No tiene porqué existir un mandato legal que habilite a los órganos del gobierno para definir de qué modo o con qué alcance los particulares deban ejercer el derecho a expresarse, el derecho a manifestarse, el derecho a informar, el derecho a ser informados, o el derecho de la ciudadanía en general para intervenir en las plataformas que otros particulares ponen a su alcance con ese propósito.

Hemos sido testigos de la eficacia con la que puede funcionar un régimen de autorregulación, en el que los particulares gozan de la capacidad, de la habilidad y el arbitrio justo para definir, en qué momento, el ejercicio de la libertad de expresión pone en peligro la conservación del derecho para el resto de los usuarios o para la sociedad en general. ¿Se debiera obligar a Twitter o a Facebook a poner a disposición del presidente dichos canales de divulgación de sus ideas?

No existe al respecto un ejercicio monopolístico de poder comercial por parte de ambas compañías, y no puede soslayarse el hecho de que, el mismo presidente podría haberse expresado a través de muchos otros medios noticiosos y de información a su alcance.
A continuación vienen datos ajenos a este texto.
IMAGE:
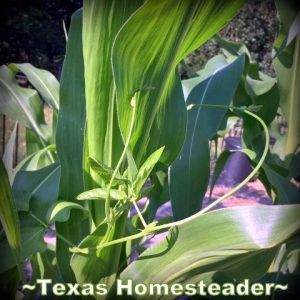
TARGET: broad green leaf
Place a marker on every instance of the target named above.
(238, 241)
(159, 194)
(287, 68)
(8, 155)
(38, 160)
(220, 164)
(221, 161)
(8, 213)
(101, 22)
(43, 81)
(103, 139)
(70, 140)
(146, 169)
(101, 193)
(189, 174)
(99, 265)
(105, 172)
(146, 53)
(32, 241)
(60, 211)
(37, 190)
(276, 177)
(21, 104)
(215, 63)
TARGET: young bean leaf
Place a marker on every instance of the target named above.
(146, 169)
(105, 172)
(60, 211)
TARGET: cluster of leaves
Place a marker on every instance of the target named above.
(121, 104)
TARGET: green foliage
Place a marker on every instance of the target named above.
(123, 118)
(189, 174)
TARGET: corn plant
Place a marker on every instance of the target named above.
(124, 117)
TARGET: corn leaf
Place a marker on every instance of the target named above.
(145, 55)
(43, 81)
(61, 210)
(146, 169)
(101, 193)
(21, 104)
(287, 68)
(239, 242)
(103, 138)
(106, 172)
(69, 139)
(8, 213)
(8, 155)
(189, 174)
La posibilidad de que sea el poder de las compañías, con el consenso mayoritario de la sociedad civil, el que defina la manera en que el derecho a la libertad de expresión se satisface o se ve vulnerado, constituye una fortaleza del sistema que consolida la garantía que la Constitución consagra. Tratándose de la protección de la verdad, de velar por el respeto a la paz pública y las buenas costumbres, no tiene por qué justificarse una intervención estatal. Vale señalar que esa circunstancia no contradice la participación que tienen los órganos de justicia en el momento en el que a través de sus sentencias condenan al pago de una indemnización por los daños provocados por la afectación a los derechos de tercero a través de la libertad de expresión, pues ello no conlleva el ejercicio de censura en modo alguno, sino el cumplimiento de la ley, pero en otra etapa del ciclo de actos que constituyen el derecho a la manifestación de las ideas.